Getting a Mac would help. Not because they are any better with color, just because they are better.

:ducks the flames:

Now, to seriously answer before manhattan throws my response into Great Debates…

Quoted from the National Association of Desktop Publishers Journal, March 1996:

There is much more… that is just the first paragraph of an article I found at The Pantone website.

They publish a colorguide that gives you paper samples (like you use to pick wallpaper or paint) and corresponding digital CMYK values. Basically, you need to ignore what you see on your monitor and trust the numbers to give you the right color on paper.

BTW, these guides cost close to $150 and they come out with new versions several times a year.

As the spouse of a Graphic Designer, I can tell you that this why they are in business. People who try to do this stuff on their own drives professional crazy (no offense).

Check to see if you have screen to printer color matching first. Your graphic program usually does it for you. Photoshop or Ulead.

Thanks, guys. Appreciate the help.

One thing you might encounter is that your monitor has its own display driver, your video card another, & the software [like Photoshop gamma] yet another. Thus, three display drivers all trying to do the same thing. You’ll need to choose only ONE.

sdimbert: Not because they are any better with color, just because they are better.

Bwahahahahaha!

[wipes a tear from his eye]

How do you define “better”? The idea of programming on a Mac makes me shiver.

Don’t get the wrong idea, I actually like Macs. Used them extensively when I was on my high school newspaper. I’d definitely reccomend them for any sort of publishing task, this guy’s priting woes included.

But to say they’re “better” is just leaving out the different needs people have. The MacOS, in my experience, is pretty crashy, and that just doesn’t cut it for what I need. (I’m a computer science major.)


Kupek’s Den

One peice of Hard Ware
“Rivita TNT2”

it comes with a cool program “Colorific”

What it does is leads you through a set of tests that realy do work

it will do basic colortests liek red gren and blue

first step)
it will show you 1 rectangel at a time each with a blackback ground therectangles with have lil’ squares in them that will go from a bright red to a black (it jsuts fades teh red down to black by removing the luminesance) you do this with red green and blue.
You then adjust your britness by making a black box on the screen as dark as you can while keeping the white as white as you can.

Then you go through a few other tests and tell it what lighting your using.
For old monoters it will add th extra reds and blues needed to get rid of that tint that hasdeveloped and offer GREAT end results.

a RIVITA TNT2 card is AGP (you will need an AGP slot for it advanced graphis port) and costs about $100.

It also is a 2D-3D 32 meg vid card so its not that bad.


Remember Franklin Osis,
Father of his Clan.
Three Strengths he gave us:
The jaguar’s spring that brings an enemy down,
The jaguar’s claw’s that rend the enemy’s heart,
The jaguar’s taste for the enemy’s hot blood.

-“The Remembrance” (Clan Smoke Jaguar), Passage 104, Verse 18, Lines 5-10

HaploXL, Colorific sounds like exactly what I’m looking for.
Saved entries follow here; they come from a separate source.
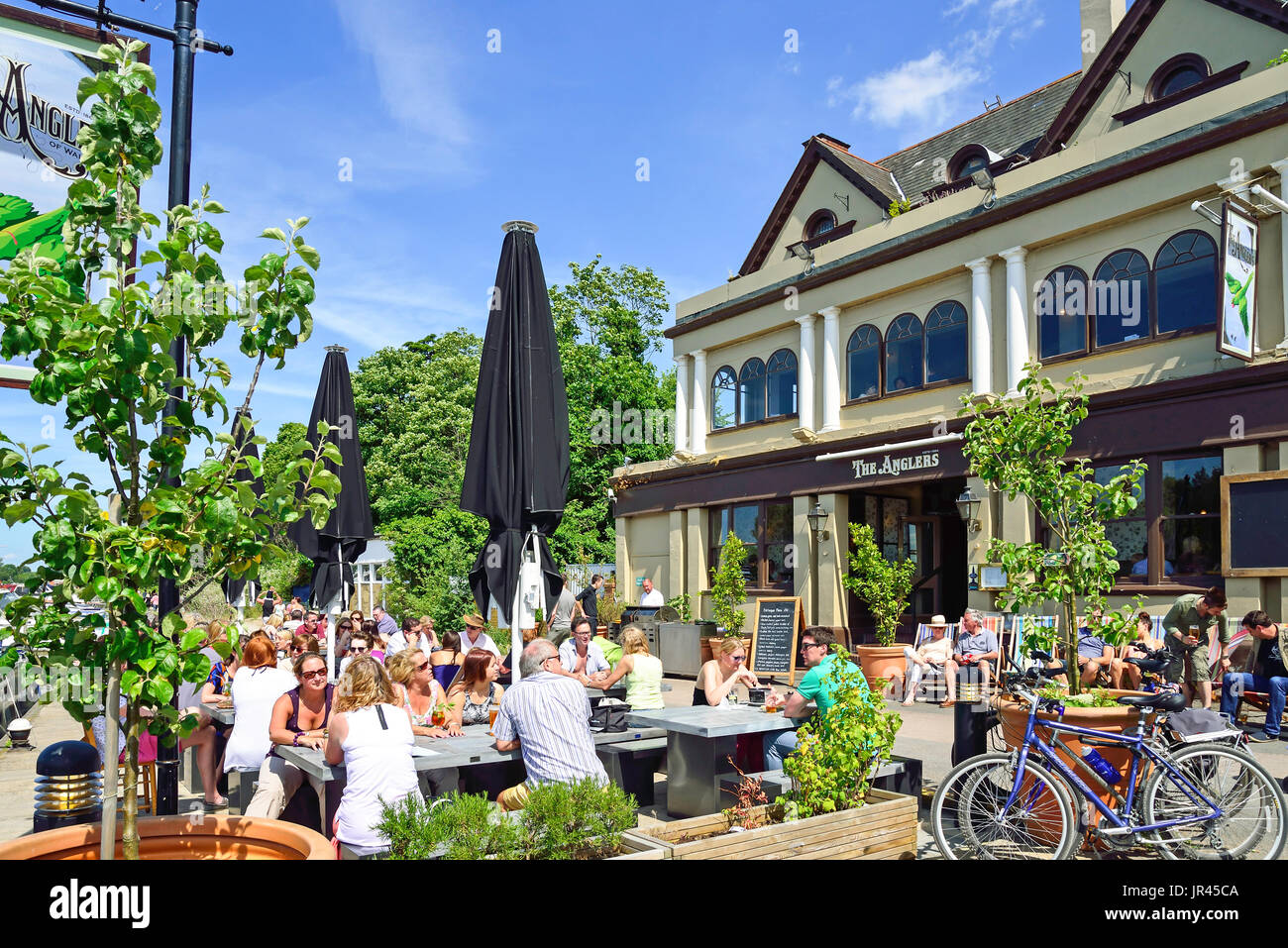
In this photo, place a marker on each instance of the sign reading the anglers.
(1236, 290)
(774, 636)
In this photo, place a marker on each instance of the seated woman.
(299, 719)
(643, 673)
(373, 737)
(257, 687)
(420, 693)
(477, 689)
(446, 662)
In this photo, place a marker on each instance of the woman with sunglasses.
(300, 719)
(716, 679)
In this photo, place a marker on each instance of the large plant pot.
(1115, 720)
(883, 828)
(881, 662)
(180, 837)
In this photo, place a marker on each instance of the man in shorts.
(1186, 631)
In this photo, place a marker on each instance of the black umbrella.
(344, 536)
(516, 473)
(244, 434)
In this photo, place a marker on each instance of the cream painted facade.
(1112, 187)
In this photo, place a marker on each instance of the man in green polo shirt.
(1186, 631)
(816, 651)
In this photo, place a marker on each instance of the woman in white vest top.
(373, 736)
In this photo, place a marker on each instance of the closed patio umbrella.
(516, 471)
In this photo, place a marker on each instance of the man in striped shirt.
(548, 717)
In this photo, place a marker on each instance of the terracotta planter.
(880, 662)
(884, 828)
(180, 837)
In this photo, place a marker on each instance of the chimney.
(1099, 20)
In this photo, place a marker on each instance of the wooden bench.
(631, 766)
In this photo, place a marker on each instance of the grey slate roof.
(1014, 128)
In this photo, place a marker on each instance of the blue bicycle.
(1197, 801)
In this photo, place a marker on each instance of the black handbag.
(609, 715)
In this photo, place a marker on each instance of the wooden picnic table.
(698, 742)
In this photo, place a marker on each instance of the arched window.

I’ve checked out their site. Before I buy though, have you (or any others out there) actually used it? Does it deliver?

I couldn’t find “Rivita TNT2” in a web search. Do you have a company name or link?

Thanks.

He meant Riva.

Oh and to the person who said macs are better- whatever you’re smoking, I want some. As a programmer, I definitely prefer the windows and DOS platforms. And having worked in a computer lab, the imacs here crash 4-5 times as frequently as the PCs. I could go on for days about the stupidites in the imac, but they speak for themself.


He who is truly wise is the one who knows how much he has yet to learn.

Colorific? I used it once, it was free with the monitor. I couldn’t get it to uninstall so I wrote them an email & they told me how to get it off. See, its a software solution for the display. But I didn’t need it because the video card has its own very nice driver.